Trump e o cerco à América do Sul
Em outubro do ano passado, o presidente da Argentina, Javier Milei, autorizou por decreto a entrada de militares norte-americanos no território do país, para "exercícios conjuntos". Na sequência, mais uma vez sem qualquer
autorização legislativa, Milei ofereceu a Washington o uso do porto de Ushuaia, acendendo a suspeita de uma tentativa dos Estados Unidos de viabilizar o plano para
instalar uma base naval na região.
E todo esse avanço militar estadunidense na região é favorecido, segundo o professor da UFG, pela maior presença de presidentes de direita nos países sul-americanos, como é o caso de Argentina, Chile, Bolívia, Equador e Paraguai. Além disso, o especialista lembra que todos estiveram presentes no encontro com Trump no início do mês, ocasião em que 12 líderes assinaram um acordo para o Escudo das Américas, uma espécie de
Organização do Tratado do Atlântico Norte (OTAN) do continente.

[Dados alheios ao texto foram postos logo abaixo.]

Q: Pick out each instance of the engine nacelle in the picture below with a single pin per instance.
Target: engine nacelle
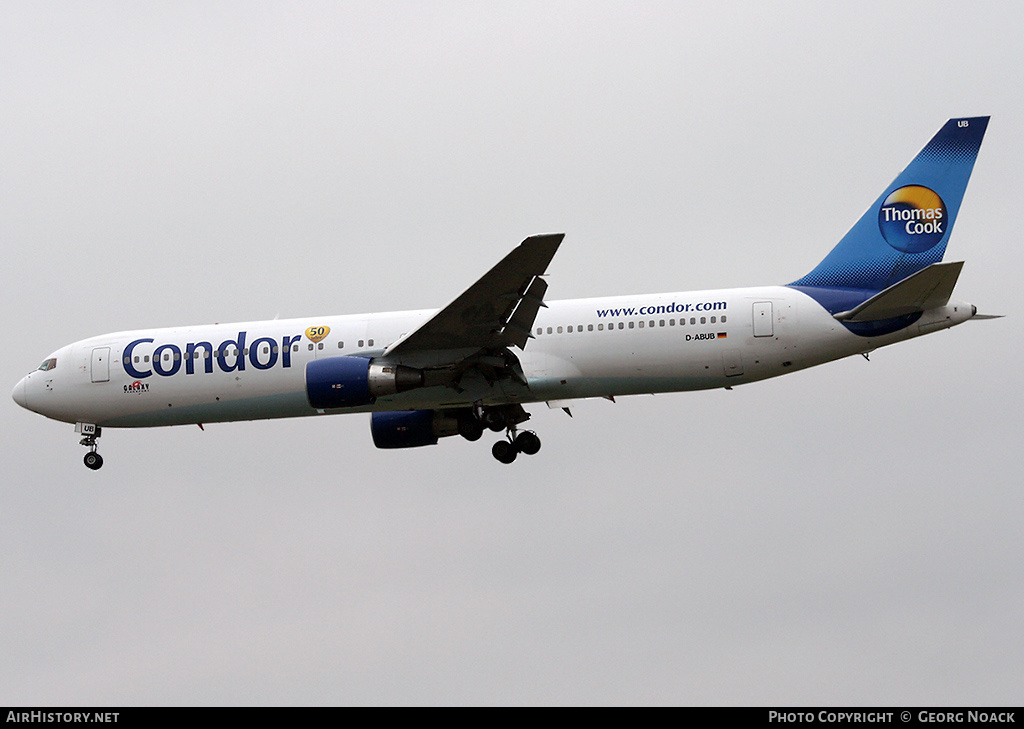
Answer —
(410, 429)
(350, 382)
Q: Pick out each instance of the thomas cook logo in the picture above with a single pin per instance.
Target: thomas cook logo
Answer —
(912, 218)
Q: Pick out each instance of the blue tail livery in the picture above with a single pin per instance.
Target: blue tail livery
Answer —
(907, 227)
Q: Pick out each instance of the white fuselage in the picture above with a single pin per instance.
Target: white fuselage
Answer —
(581, 348)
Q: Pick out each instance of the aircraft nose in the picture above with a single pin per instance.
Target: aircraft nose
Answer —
(19, 393)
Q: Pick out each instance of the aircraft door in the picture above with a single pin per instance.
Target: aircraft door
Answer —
(763, 325)
(101, 365)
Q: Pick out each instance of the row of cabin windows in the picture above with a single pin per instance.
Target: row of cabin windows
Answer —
(206, 353)
(341, 345)
(631, 325)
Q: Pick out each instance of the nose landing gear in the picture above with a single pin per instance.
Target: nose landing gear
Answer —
(92, 460)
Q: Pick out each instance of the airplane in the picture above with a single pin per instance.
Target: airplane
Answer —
(473, 365)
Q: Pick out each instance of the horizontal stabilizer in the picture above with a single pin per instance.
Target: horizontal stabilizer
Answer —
(925, 290)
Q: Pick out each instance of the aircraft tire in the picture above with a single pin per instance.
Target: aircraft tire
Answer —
(504, 452)
(527, 442)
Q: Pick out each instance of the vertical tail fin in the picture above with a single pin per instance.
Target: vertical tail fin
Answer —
(908, 225)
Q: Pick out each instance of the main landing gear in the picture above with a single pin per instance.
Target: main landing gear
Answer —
(507, 418)
(92, 460)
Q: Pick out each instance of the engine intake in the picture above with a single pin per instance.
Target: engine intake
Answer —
(350, 382)
(410, 429)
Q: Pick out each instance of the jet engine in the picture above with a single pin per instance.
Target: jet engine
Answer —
(350, 382)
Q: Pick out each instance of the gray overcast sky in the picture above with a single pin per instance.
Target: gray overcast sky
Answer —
(848, 534)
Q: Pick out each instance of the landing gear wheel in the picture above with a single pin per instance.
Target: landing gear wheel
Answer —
(504, 452)
(527, 442)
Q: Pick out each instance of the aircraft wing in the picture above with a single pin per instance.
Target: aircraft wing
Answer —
(496, 311)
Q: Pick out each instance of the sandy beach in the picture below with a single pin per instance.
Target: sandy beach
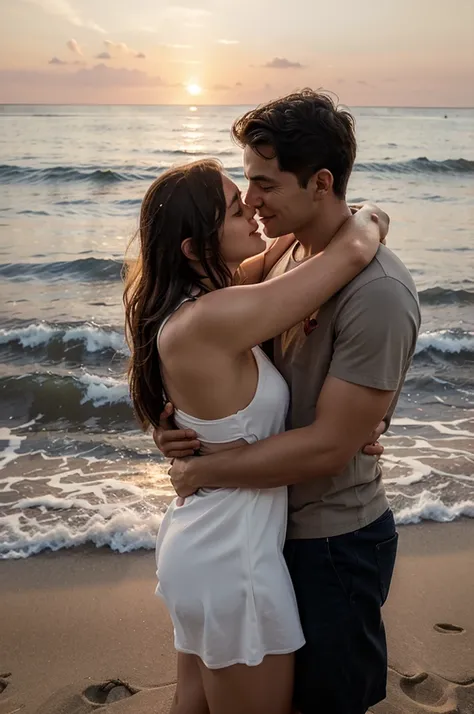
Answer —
(81, 630)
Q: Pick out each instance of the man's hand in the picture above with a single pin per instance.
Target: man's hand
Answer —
(177, 474)
(174, 443)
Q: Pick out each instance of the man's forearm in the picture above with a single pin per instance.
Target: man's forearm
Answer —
(292, 457)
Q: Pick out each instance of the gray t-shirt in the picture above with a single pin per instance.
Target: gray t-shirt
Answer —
(366, 334)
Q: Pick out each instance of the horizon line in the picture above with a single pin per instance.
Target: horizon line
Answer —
(228, 104)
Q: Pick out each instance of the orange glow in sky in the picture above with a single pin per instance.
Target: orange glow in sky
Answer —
(149, 52)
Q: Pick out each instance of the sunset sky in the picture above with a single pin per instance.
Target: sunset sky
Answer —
(370, 52)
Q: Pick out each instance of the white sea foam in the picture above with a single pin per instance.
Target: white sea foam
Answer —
(445, 341)
(93, 337)
(102, 390)
(428, 506)
(123, 531)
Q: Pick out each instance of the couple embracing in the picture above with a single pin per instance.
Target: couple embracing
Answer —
(283, 366)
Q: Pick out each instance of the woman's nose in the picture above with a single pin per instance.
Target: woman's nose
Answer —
(250, 214)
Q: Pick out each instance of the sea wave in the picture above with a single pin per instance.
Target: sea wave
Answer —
(87, 269)
(70, 399)
(61, 339)
(124, 528)
(421, 165)
(448, 342)
(446, 296)
(66, 174)
(109, 175)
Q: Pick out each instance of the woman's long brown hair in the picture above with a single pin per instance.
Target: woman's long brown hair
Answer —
(184, 202)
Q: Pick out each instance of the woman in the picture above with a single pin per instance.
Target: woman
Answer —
(194, 340)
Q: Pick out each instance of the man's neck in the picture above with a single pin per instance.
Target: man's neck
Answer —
(317, 235)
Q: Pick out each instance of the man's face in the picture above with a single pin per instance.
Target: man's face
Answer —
(282, 205)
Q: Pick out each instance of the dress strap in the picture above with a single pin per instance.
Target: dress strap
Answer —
(192, 298)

"E o que está do outro lado? Temos um bloco formado pelas maiores economias da América Latina, hoje Brasil, México e Colômbia. Isso não é pouca coisa, mas temos eleições chegando, e nitidamente os Estados Unidos vão apoiar grupos contrários ao Lula, ao Gustavo Petro [presidente da Colômbia] e também a Claudia Sheinbaum [presidente do México]", recorda.
Porém, o especialista pontua que boa parte da região tem na China seu principal parceiro econômico, e a aliança militar criada por Trump com esses países coloca justamente Pequim como uma ameaça. "Isso é uma contradição", afirma, ao questionar possíveis impactos no setor empresarial dessas nações.
'Maior ameaça mundial'
Previsões internacionais apontam que a China deve ultrapassar os Estados Unidos e se tornar a maior economia no mundo em 2028, cinco anos antes do que estava previsto inicialmente.
Na paridade de poder de compra, que compara o poder aquisitivo real das diferentes moedas,
Pequim já superou Washington há quase dez anos.
Com a perda da hegemonia econômica, o que sobrou para o país foi a liderança do poder militar, avalia o especialista.
"Eles já se percebem naquela etapa de decadência do império, em um momento em que eles ainda são a principal economia do planeta, mas serão ultrapassados em breve pela China. O que sobrou foi o poder militar, e em um país que tem um líder como o Trump, que não respeita o direito internacional […]. Estamos testemunhando hoje Washington se tornar a principal ameaça à segurança de qualquer nação do planeta, mesmo os seus aliados."
Investimentos em troca da soberania
Já o doutor em história pela Universidade Federal da Grande Dourados (UFGD) Leandro Baller destaca que, como contrapartida à autorização de uso do território, os Estados Unidos prometeram investir US$ 11 milhões (R$ 57,1 milhões), em cinco anos, nas forças militares locais. Conforme o especialista, esse é um volume alto para os padrões paraguaios e pode representar um ganho na transferência de tecnologia e novos armamentos, ao mesmo tempo em que o país abre mão da própria soberania.
"As pessoas ficam à mercê dessas forças. Nós não podemos perder de vista, por exemplo, que tem uma megaconstrução acontecendo, que corta os nossos países — o Brasil, o Chile e o Paraguai —, que é a rota bioceânica. Então, a rota bioceânica tem uma importância geopolítica bem interessante também. Talvez a gente não consiga dizer exatamente o que o Paraguai realmente ganha, porque o Paraguai já fez acordos dessa natureza tempos atrás, mas não com esse poderio militar", finaliza.